Das apfelförmige Holzbrett und der “Opasessel”
Japan, seine Kultur und seine Menschen verbinde ich immer mit einer gewissen “no nonsense”-Einstellung. So nach dem Motto: “Don't make a fuss. It's only life and eventually - it will pass…” Also bloß kein Drama machen angesichts dem unvermeidlichen Spiel und Zyklus des Lebens. Gute Miene und sich keine Blöße geben, ein freundliches Lächeln aufsetzen - Augen zu und durch. Und ich muss sagen, der Roman “Onigiri” von Yuko Kuhn hat mir auch genau diese “vernünftige Lebenseinstellung”, die ich mit Japaner*innen assoziiere, gespiegelt.

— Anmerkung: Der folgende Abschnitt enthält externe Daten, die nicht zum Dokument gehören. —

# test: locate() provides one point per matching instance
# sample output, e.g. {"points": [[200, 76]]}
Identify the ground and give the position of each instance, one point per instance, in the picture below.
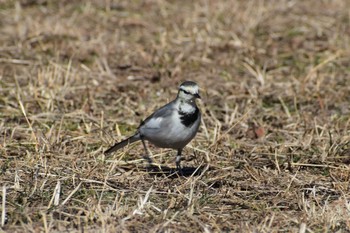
{"points": [[273, 150]]}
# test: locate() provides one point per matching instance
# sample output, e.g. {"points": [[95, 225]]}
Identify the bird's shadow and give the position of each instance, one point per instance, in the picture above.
{"points": [[169, 172]]}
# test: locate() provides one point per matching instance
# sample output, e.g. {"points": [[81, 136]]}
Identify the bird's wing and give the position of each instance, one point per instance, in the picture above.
{"points": [[157, 118]]}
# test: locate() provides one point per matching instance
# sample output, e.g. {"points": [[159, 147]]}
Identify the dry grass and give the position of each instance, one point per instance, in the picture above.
{"points": [[273, 152]]}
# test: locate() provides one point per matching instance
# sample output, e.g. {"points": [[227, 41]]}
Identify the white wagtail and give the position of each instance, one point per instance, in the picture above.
{"points": [[172, 126]]}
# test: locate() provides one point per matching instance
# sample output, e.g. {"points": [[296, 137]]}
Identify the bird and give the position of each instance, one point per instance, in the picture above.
{"points": [[172, 126]]}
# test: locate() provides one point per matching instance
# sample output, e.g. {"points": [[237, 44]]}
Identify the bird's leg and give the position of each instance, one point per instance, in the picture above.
{"points": [[146, 157], [178, 160]]}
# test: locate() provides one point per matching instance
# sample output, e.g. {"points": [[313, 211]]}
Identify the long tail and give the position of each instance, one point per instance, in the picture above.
{"points": [[123, 143]]}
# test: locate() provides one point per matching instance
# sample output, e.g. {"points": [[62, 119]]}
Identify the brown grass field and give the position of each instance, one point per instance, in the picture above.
{"points": [[273, 150]]}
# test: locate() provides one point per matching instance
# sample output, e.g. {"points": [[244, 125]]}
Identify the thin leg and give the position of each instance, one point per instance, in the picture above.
{"points": [[149, 160], [178, 160]]}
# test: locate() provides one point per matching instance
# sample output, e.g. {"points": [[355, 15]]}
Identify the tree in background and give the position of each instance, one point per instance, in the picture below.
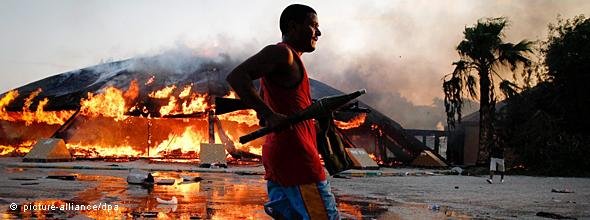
{"points": [[567, 56], [484, 57], [548, 124]]}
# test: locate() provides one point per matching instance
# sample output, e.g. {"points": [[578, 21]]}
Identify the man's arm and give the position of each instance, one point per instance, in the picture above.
{"points": [[271, 59]]}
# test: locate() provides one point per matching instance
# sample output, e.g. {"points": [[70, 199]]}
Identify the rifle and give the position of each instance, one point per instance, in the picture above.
{"points": [[322, 107]]}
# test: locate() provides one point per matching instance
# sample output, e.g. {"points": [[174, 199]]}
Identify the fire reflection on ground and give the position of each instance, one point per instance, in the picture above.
{"points": [[211, 196]]}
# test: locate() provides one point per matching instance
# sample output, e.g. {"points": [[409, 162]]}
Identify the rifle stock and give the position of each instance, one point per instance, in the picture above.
{"points": [[319, 108]]}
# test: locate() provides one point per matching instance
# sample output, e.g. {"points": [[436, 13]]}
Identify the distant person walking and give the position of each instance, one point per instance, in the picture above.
{"points": [[496, 163]]}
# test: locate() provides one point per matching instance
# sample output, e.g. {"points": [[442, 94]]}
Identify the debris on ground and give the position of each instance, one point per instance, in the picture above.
{"points": [[562, 191], [191, 178], [456, 170], [172, 201], [70, 177], [553, 215], [340, 176], [165, 182], [137, 176], [24, 179]]}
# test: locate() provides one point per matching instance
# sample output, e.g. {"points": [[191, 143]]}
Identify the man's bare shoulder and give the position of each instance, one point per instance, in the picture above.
{"points": [[278, 53]]}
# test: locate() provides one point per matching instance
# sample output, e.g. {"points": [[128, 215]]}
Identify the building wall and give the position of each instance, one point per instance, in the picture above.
{"points": [[471, 144]]}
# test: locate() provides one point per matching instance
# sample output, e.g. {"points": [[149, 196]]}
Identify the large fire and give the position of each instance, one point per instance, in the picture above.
{"points": [[105, 126], [352, 123]]}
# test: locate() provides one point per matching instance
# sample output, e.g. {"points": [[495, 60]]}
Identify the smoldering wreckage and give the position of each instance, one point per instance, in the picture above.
{"points": [[141, 109]]}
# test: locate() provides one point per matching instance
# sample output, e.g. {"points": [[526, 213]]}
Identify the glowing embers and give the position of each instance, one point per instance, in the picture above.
{"points": [[352, 123], [30, 117], [16, 150]]}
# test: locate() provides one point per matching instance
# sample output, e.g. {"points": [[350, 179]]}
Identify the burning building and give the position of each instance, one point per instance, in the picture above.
{"points": [[143, 107]]}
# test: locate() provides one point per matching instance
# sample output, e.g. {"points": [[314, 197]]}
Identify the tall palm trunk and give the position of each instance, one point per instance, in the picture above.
{"points": [[486, 116]]}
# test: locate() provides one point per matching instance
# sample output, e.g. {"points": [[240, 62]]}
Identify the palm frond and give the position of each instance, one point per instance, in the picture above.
{"points": [[509, 89]]}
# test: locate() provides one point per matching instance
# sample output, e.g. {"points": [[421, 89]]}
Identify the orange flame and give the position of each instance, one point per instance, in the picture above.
{"points": [[150, 80], [102, 151], [9, 97], [163, 93], [27, 115], [186, 91], [352, 123], [111, 103], [189, 140], [247, 117], [197, 104], [39, 115], [165, 110]]}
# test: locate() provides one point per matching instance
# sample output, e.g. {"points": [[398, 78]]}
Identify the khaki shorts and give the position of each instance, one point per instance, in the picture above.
{"points": [[497, 164]]}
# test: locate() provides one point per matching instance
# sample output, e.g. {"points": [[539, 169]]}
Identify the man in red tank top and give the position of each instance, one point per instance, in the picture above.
{"points": [[296, 181]]}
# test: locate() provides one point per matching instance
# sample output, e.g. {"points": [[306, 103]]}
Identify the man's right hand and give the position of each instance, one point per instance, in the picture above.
{"points": [[274, 119]]}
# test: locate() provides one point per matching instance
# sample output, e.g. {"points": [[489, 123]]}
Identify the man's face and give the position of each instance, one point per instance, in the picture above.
{"points": [[307, 33]]}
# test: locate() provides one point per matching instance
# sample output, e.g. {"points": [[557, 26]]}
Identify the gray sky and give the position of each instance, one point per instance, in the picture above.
{"points": [[397, 48]]}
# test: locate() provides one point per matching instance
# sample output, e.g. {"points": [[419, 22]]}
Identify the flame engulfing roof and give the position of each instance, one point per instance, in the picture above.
{"points": [[155, 86]]}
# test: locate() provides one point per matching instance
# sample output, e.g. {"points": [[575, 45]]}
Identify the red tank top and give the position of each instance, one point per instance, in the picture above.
{"points": [[290, 157]]}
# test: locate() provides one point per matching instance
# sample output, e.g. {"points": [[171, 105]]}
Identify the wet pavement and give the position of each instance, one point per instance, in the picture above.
{"points": [[215, 196]]}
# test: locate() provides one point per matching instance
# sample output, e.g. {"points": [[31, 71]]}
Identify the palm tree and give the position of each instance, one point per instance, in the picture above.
{"points": [[483, 56]]}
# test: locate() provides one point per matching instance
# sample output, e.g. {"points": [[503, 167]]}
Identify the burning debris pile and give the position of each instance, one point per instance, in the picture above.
{"points": [[142, 108]]}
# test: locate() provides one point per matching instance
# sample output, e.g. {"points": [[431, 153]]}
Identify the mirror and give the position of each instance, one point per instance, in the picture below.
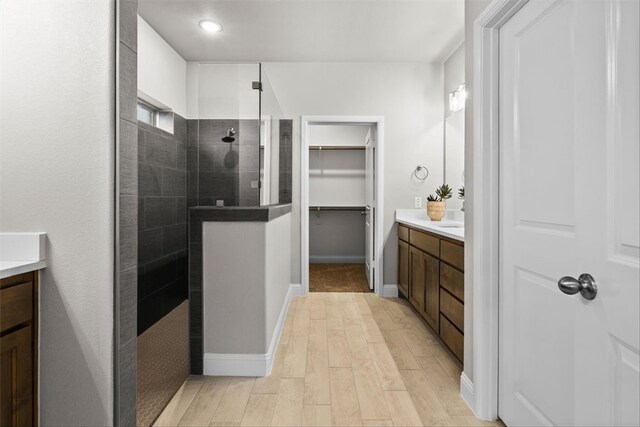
{"points": [[455, 96]]}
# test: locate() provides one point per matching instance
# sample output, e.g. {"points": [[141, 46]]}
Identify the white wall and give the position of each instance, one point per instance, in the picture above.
{"points": [[472, 8], [162, 73], [224, 91], [454, 127], [57, 133], [408, 95]]}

Yuko Kuhn hat einen Roman geschrieben, von dem ich mir vorstellen könnte, dass er autofiktional ist. Ihre Lebensgeschichte deckt sich in vielen Punkten mit der der Protagonistin Aki: Deutsch-Japanerin,1983 in München geboren und aufgewachsen, Studium in Passau und Südfrankreich, etc. Aber ich kann verstehen, dass sie das Ganze in ein fiktionales Konstrukt mit anderen Namen gehüllt hat, die eigene Identität nicht zu 100% preisgeben wollte, ein wenig im Verborgenen lassen.

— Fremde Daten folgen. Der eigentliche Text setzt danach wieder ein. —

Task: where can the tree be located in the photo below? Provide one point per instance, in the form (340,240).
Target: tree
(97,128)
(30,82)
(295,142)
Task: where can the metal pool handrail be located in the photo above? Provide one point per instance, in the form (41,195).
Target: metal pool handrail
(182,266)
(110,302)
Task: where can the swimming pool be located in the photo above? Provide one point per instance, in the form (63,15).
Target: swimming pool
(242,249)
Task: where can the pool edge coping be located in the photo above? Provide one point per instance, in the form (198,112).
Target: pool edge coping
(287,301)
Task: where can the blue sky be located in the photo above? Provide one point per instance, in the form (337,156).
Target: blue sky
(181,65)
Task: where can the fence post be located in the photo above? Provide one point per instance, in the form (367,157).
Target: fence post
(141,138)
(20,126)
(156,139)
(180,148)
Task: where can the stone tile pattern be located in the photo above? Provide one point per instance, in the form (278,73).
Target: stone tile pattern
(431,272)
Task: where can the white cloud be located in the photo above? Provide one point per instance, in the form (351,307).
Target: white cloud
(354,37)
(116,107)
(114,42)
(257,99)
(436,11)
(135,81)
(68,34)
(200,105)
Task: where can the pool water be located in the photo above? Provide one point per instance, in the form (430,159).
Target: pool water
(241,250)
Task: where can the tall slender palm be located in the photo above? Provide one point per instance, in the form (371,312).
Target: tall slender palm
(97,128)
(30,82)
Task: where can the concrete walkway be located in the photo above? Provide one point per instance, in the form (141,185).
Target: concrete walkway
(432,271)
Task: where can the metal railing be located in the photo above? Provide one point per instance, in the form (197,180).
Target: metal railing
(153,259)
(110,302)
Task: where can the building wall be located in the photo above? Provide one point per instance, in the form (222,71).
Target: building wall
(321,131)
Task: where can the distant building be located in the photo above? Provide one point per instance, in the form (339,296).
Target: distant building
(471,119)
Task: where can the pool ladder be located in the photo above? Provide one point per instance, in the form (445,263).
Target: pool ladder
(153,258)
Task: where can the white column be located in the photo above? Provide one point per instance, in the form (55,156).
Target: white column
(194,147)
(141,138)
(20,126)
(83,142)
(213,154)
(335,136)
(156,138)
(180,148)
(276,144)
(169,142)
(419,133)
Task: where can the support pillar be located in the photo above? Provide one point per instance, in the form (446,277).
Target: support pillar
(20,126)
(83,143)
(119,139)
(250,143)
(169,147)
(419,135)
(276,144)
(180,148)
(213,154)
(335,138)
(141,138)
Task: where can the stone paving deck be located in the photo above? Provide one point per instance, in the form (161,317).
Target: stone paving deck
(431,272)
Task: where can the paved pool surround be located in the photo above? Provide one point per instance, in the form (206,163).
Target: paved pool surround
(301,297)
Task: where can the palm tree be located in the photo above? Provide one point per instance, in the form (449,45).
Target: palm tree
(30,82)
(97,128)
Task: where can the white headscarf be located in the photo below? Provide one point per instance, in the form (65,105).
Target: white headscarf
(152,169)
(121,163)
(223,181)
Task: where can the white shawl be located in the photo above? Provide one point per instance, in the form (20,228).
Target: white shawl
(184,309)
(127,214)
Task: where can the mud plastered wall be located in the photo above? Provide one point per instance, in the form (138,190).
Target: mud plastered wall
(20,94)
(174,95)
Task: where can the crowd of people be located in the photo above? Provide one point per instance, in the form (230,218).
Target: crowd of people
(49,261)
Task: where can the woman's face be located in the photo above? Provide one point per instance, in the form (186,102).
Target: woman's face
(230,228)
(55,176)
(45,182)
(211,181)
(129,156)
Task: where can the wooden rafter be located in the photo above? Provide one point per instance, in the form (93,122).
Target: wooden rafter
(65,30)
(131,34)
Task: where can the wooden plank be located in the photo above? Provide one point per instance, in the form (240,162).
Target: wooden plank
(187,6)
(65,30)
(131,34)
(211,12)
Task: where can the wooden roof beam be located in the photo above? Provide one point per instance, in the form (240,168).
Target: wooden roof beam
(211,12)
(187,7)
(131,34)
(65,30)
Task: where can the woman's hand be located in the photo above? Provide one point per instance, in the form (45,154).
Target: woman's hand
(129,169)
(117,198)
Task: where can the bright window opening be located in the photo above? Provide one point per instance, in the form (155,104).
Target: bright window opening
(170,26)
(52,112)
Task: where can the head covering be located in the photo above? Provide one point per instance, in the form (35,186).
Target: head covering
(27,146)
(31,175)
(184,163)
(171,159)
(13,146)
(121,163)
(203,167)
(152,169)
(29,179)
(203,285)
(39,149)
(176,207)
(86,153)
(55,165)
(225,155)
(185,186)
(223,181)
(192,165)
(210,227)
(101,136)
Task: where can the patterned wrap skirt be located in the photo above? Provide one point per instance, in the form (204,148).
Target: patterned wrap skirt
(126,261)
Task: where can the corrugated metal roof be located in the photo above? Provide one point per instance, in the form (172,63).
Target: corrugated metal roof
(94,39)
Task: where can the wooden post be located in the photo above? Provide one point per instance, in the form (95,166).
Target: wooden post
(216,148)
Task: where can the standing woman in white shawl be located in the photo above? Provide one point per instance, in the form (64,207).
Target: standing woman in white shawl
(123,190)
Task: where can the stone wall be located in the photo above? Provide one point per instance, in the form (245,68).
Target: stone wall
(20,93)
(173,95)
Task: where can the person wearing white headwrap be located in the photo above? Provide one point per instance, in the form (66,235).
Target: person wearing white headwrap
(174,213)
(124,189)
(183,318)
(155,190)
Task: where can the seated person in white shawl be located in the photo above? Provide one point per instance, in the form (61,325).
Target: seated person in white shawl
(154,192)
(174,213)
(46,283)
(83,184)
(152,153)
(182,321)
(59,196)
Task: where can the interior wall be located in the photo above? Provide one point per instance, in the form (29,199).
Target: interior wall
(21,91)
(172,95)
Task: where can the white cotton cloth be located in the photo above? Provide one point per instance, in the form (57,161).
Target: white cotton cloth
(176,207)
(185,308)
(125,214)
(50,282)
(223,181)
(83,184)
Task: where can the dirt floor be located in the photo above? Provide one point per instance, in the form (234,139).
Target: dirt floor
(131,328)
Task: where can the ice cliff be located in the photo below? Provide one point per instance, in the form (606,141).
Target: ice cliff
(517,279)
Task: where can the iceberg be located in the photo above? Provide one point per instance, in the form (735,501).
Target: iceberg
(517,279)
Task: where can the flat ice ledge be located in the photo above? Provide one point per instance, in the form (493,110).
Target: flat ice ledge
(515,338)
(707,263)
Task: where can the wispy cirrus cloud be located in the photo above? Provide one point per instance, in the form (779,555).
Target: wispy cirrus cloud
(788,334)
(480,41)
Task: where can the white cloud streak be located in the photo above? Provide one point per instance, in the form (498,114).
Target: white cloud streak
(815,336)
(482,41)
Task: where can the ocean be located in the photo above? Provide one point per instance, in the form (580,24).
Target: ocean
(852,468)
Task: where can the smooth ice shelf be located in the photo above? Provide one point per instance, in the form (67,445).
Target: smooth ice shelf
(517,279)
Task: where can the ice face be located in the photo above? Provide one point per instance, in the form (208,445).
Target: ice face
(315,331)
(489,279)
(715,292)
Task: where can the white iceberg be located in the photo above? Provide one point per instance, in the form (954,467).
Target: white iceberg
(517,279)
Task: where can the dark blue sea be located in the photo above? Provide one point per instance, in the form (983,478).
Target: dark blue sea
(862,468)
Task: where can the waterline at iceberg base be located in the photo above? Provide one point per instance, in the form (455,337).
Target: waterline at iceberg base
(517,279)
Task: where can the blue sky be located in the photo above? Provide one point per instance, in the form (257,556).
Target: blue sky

Das Kernthema des Romans ist Akis Beziehung zu ihrer an Demenz erkrankten Mutter Keiko, mit der sie ein letztes Mal in deren Heimat Japan reisen möchte. Um dieses Ereignis herum entspinnt sich ein bunter Fächer von anachronisch durchgewürfelten Szenen, in denen Aki von sich selbst und ihrer Familie erzählt. In den alternierenden Prosahäppchen (Häppchen passend zum Titel) sind wir mal bei ihren intellektuellen deutschen Großeltern in Baden-Württemberg und tafeln mit dem Silberbesteck der Boomer-Wohlstands-Generation, sitzen auf dem “Opasessel”. Dann wieder bei ihrem psychisch kranken Vater, der seine Kinder - Aki hat noch einen älteren Bruder, Kenta - nur selten sieht, sich von seiner kleinen Familie entfremdet hat. Und dann geht es wieder um die uralte japanische Matriarchin Yasuko und deren Tochter Keiko, die sich in Deutschland zurechtgefunden hat und doch nie ganz angekommen ist. Schließlich ist da natürlich Aki selbst, die zwischen den Kulturen aufwächst und sich dabei selbst finden muss.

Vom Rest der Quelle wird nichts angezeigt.